Recursive Chunking

Recursive chunking is a method of splitting documents into smaller chunks by recursively applying a chunking strategy. This is useful when you want to process large documents in smaller, manageable pieces.

Create a Python file

1import asyncio
2from kern.agent import Agent
3from kern.knowledge.chunking.recursive import RecursiveChunking
4from kern.knowledge.knowledge import Knowledge
5from kern.knowledge.reader.pdf_reader import PDFReader
6from kern.vectordb.pgvector import PgVector
7
8db_url = "postgresql+psycopg://ai:ai@localhost:5532/ai"
9
10knowledge = Knowledge(
11 vector_db=PgVector(table_name="recipes_recursive_chunking", db_url=db_url),
12)
13
14asyncio.run(knowledge.ainsert(
15 url="https://kern-public.s3.amazonaws.com/recipes/ThaiRecipes.pdf",
16 reader=PDFReader(
17 name="Recursive Chunking Reader",
18 chunking_strategy=RecursiveChunking(),
19 ),
20))
21
22agent = Agent(
23 knowledge=knowledge,
24 search_knowledge=True,
25)
26
27agent.print_response("How to make Thai curry?", markdown=True)

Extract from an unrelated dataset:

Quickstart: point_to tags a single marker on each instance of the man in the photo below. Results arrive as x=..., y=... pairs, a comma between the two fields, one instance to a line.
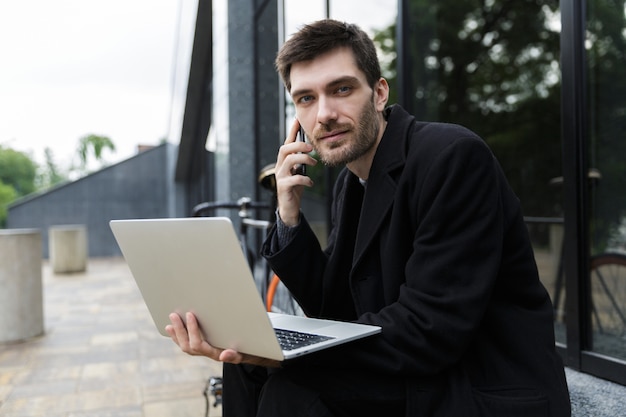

Set up your virtual environment

1uv venv --python 3.12
2source .venv/bin/activate
1uv venv --python 3.12
2.venv\Scripts\activate

Install dependencies

1uv pip install -U kern-ai sqlalchemy psycopg pgvector

Run PgVector

1docker run -d \
2 -e POSTGRES_DB=ai \
3 -e POSTGRES_USER=ai \
4 -e POSTGRES_PASSWORD=ai \
5 -e PGDATA=/var/lib/postgresql/data/pgdata \
6 -v pgvolume:/var/lib/postgresql/data \
7 -p 5532:5432 \
8 --name pgvector \
9 kern/pgvector:16

Run the script

1python recursive_chunking.py

Recursive Chunking Params

ParameterTypeDefaultDescription
chunk_sizeint5000The maximum size of each chunk.
overlapint0The number of characters to overlap between chunks.